We live in an ever-growing digital culture that requires us to remain “plugged in” at all hours of the day and night. There is no denying our prevailing attachment to our cell phones, our incessant need to check our social media pages, and our relentless desire to stay tuned in to the popular culture trends of our society. While these patterns of American culture are neither good nor bad, it is most certainly necessary to take a critical look into how these tendencies are influencing the youth of today. It’s not a difficult task to look around and see individuals of all ages buried in their cell phones or spending time in front of a computer screen. Although these patterns have progressively intensified over the past decade as we dive more deeply into a technological society, our human need to step away from distractions and turn to nature is not new.

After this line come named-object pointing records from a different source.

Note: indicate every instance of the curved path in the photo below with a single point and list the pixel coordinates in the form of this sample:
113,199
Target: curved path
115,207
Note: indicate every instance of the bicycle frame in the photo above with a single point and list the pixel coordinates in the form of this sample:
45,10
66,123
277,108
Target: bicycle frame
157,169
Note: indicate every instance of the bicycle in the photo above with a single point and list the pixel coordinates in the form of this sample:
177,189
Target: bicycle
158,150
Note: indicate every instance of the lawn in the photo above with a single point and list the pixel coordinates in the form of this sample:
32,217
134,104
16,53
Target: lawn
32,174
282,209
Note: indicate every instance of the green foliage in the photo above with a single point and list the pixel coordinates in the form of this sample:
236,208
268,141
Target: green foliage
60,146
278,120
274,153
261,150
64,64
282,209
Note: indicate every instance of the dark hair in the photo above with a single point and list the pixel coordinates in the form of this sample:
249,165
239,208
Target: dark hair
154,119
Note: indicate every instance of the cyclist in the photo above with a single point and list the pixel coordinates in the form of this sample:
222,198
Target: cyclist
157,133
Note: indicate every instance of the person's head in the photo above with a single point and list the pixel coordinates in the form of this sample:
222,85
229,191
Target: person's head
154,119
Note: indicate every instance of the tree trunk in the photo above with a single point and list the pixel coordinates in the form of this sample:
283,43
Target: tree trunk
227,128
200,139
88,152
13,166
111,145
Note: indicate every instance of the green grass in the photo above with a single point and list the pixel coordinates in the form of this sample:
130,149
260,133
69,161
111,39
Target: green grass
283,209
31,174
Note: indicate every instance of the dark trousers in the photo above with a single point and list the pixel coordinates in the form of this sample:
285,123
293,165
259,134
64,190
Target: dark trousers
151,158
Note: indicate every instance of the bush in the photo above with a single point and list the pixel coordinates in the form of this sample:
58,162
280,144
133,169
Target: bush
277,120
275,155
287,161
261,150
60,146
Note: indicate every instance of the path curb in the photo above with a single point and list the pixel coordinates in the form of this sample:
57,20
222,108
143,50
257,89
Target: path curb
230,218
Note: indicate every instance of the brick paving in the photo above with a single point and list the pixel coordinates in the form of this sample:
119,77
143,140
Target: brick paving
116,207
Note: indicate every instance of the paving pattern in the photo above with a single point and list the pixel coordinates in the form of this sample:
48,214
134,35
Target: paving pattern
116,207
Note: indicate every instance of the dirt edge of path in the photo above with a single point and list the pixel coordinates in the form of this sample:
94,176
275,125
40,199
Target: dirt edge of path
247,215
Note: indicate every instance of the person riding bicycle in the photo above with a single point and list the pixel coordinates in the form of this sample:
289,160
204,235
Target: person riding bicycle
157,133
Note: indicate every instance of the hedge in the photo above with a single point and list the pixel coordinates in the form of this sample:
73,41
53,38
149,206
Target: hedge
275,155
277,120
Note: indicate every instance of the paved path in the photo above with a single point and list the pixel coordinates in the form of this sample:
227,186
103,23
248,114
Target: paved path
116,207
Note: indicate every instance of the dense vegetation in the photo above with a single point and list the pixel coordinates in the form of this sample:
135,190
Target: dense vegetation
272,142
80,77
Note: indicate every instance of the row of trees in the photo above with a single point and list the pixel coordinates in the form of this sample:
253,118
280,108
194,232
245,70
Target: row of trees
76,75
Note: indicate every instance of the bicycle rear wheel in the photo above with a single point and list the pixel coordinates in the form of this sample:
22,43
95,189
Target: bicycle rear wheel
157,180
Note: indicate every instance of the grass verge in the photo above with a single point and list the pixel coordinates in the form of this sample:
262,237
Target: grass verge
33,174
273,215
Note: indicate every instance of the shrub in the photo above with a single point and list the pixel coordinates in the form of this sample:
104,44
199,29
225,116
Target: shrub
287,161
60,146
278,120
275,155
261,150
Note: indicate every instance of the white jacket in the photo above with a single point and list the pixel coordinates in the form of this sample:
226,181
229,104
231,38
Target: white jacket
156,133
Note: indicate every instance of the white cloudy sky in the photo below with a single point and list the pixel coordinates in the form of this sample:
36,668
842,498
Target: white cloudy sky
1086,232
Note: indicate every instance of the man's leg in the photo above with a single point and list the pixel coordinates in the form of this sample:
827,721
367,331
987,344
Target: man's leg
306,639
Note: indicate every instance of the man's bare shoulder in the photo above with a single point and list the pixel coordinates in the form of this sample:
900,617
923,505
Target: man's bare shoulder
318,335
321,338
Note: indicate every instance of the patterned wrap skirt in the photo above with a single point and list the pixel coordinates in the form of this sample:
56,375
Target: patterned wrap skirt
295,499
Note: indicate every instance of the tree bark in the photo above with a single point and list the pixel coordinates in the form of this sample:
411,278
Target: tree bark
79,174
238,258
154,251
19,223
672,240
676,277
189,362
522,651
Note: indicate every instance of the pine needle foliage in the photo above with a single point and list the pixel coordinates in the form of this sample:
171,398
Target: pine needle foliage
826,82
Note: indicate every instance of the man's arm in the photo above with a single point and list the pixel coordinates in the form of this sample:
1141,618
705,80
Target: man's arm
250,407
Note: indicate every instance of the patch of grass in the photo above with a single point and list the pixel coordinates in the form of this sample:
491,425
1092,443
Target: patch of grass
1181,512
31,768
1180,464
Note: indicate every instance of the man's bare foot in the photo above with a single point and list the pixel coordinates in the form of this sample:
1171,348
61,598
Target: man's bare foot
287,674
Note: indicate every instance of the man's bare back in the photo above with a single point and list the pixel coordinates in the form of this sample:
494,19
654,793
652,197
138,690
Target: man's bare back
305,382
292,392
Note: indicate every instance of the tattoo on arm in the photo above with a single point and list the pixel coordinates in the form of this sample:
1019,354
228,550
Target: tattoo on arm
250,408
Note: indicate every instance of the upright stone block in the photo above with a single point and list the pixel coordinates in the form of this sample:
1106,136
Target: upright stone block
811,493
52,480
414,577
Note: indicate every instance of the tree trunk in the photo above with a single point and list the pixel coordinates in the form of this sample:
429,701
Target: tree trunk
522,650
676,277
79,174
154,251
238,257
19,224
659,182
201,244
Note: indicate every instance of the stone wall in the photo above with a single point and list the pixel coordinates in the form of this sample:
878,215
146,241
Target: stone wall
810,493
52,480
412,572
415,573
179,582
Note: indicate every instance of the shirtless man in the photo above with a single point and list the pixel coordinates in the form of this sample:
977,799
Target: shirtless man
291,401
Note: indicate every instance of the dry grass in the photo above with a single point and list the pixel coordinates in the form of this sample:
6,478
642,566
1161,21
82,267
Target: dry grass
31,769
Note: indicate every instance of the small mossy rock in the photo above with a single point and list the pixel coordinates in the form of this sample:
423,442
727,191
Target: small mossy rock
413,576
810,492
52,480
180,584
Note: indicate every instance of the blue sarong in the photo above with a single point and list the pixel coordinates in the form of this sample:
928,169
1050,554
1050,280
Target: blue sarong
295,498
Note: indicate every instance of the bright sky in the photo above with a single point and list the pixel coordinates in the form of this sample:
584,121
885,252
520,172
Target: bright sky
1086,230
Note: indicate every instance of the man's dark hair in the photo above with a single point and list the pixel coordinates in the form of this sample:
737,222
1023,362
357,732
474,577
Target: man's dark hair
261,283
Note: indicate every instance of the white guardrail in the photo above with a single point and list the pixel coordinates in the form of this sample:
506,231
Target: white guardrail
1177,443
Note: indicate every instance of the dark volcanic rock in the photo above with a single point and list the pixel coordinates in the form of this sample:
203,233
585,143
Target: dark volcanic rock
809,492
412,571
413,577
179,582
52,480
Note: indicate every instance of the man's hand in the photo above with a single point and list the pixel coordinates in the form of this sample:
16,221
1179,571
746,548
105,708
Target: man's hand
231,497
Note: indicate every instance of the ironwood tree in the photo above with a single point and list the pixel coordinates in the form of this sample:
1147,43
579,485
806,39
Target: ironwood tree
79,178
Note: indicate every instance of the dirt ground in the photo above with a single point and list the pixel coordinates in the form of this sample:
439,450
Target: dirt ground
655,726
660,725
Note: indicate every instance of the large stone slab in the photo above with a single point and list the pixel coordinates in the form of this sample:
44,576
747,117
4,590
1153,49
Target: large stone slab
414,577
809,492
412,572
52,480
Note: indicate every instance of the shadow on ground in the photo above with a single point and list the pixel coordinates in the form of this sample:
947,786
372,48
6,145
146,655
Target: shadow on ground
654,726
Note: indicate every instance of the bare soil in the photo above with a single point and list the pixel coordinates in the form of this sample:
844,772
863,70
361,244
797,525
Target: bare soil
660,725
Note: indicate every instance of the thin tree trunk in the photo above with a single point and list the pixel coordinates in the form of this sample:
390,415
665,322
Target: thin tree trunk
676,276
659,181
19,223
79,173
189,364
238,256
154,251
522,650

In the early 1900s, a pioneer and trailblazing woman named Elizabeth Ford Holt observed the rapidly developing American industrial society and decided that she needed to create a place for boys to go to escape the claustrophobic urban hubs and spend time learning the lessons of nature.
Fast-forward 112 years and Camp Mowglis of Hebron, NH still places the same values on outdoor and experiential learning. As a “School of the Open,” Camp Mowglis fosters a sense of environmental responsibility, respect for our natural world, and an appreciation of simplified “unplugged” living. The benefits of youth putting aside technological attachments have been proven over and over again. At Camp Mowglis, we could not support this idea more.
Boys set aside their cell phones, iPads, and computers for 7 weeks and instead turn to the unique activities offered at Camp Mowglis such as archery, woodworking or riflery.
Instead of turning on the television, boys find ways to entertain themselves by initiating a game of cards, basketball knock-out, or tetherball.
Rather than sitting inside at night playing a video game, boys are upholding the decades-long tradition of sitting around a crackling campfire under the pines of New Hampshire listening to a staff member read Rudyard Kipling’s Jungle Book or talk about a passion.
To top it all off, turning off the technology and focusing on the simpler Camp Mowglis lifestyle is hard to resist when you have refreshing Newfound Lake waiting for you to enjoy every day.
We are very luck at Camp Mowglis to have the opportunity to embrace traditional, authentic, “unplugged” fun.
Happy Camping, and as we say at Mowglis: Good Hunting!